Monday, October 20, 2014

Should sexual abuse be accepted as an inherent part of football - Sayreville Scandal

NY Times    SAYREVILLE, N.J. — The freshmen were easy prey in the locker room. They slinked away when the older varsity boys barreled in, blasting their music, shooting each other with Nerf guns and stripping down with the kind of confidence that freshmen could only fake. Intimidated by the older boys, most played invisible. But on the day of the second game of the season, Sept. 19, the freshmen became targets in a pastime very different from football.

“Hootie hoo,” the older players yelled before their home game that night, flicking the lights on and off and on again. Then they tripped a freshman in a T-shirt and football pants, letting loud music muffle any noise the boy made as he fell. Two pinned the younger boy’s arms, while others punched and kicked him — not viciously, but hard enough to matter, two witnesses said. He curled into the fetal position and was groped by his attackers.

What happened during that episode and in three other locker room attacks in subsequent days at Sayreville War Memorial High School prompted the arrest of seven varsity players on hazing and sexual abuse allegations, the cancellation of the football season and another round of introspection about the sport and its recent spate of scandals. [...]
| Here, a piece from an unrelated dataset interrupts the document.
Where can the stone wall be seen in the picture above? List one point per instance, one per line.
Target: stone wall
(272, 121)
The freshmen may now be minimizing any abuse because of the scorn that has been directed their way. Prosecutors here face a challenge: building a case not on physical evidence, but on the testimony of teenagers who live in a world of often cruel peers, a place where threats of drop-kicking and jumping someone are as common as texting “LOL.” [...]

Some players said they thought that the attacks were just part of being on the team, a way for the varsity players to show that the chosen freshmen belonged to the Bombers family. They said the popular freshmen were targeted, not the weak ones. Yet others were scared of the older boys.

“They think they’re joking around, but I don’t think it was a joke,” a witness to the first attack said. “I said, ‘This is nasty.’ ” [...]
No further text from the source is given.